We report several lessons learned related to AI engineering in the SOTIF/AMLAS context. First, using a simulator to create synthetic data sets for ML training particularly limits the validity of the negative examples. Second, the complexity of object detection evaluations necessitates internal training within the project team. Third, composing the fitness function used for model selection is a delicate engineering activity that forces explicit tradeoff decisions. Fourth, what parts of an image to send to a autoencoder for OOD detection is an open question — for SMIRK, we stretch the content of bounding boxes to a larger square. Finally, we report three reflections related to industry-academia collaboration around safety-critical ML-based demonstrator development.

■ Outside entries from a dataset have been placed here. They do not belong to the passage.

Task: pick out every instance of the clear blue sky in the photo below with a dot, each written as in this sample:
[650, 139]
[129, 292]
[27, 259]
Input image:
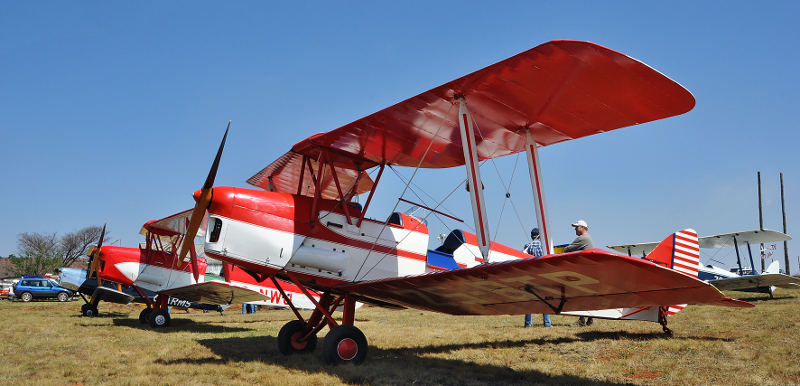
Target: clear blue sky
[111, 111]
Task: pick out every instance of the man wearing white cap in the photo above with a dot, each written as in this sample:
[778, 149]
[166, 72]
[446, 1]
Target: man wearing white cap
[583, 241]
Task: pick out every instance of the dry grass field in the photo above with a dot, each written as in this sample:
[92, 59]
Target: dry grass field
[48, 343]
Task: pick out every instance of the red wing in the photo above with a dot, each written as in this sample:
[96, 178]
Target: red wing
[173, 225]
[586, 280]
[215, 292]
[562, 90]
[285, 176]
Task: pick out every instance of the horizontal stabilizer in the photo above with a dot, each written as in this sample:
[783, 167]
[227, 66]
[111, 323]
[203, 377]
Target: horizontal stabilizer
[724, 240]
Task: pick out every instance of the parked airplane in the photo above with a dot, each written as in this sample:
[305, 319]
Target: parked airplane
[750, 281]
[305, 228]
[150, 275]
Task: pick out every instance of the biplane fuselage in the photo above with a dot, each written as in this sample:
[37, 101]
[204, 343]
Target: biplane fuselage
[268, 231]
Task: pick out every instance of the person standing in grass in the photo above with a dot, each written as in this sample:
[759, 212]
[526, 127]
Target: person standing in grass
[583, 241]
[535, 248]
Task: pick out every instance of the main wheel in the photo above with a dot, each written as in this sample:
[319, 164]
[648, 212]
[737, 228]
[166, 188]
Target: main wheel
[89, 310]
[159, 318]
[344, 344]
[145, 315]
[289, 338]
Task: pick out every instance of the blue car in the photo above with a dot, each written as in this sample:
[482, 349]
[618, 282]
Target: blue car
[29, 288]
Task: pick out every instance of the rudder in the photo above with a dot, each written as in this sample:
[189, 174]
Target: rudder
[680, 251]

Thanks to the complete safety case, SMIRK can be used as a starting point for several avenues of future research. First, the SMIRK MVP enables studies on efficient and effective approaches to conduct safety assurance for ODD extension. In this context, SMIRK could be used as a platform to study dynamic safety cases, i.e., updating the safety case as the system evolves, and reuse of safety evidence for new operational contexts (dela Vara et al., 2019). Second, SMIRK could be used as a realistic test benchmark for automotive ML testing, including search-based techniques for test case generation. The testing community has largely worked on offline testing of single frames, but we know that this is insufficient. Also, we recommend comparative studies involving real-world testing in controlled environments, as discrepancies do exist between simulations and the physical world. Third, we recommend the community to port SMIRK to other simulators beyond ESI Pro-SiVIC. As we investigated in previous work, running highly similar test scenarios in different simulators can lead to considerably different results — further exploring this phenomenon using SMIRK would be a valuable research direction. Finally, while SOTIF explicitly excludes antagonistic attacks, there are good reasons to consider both safety and cybersecurity jointly in automotive systems through co-engineering. We plan to use SMIRK as a starting point in future studies on adversarial ML attacks.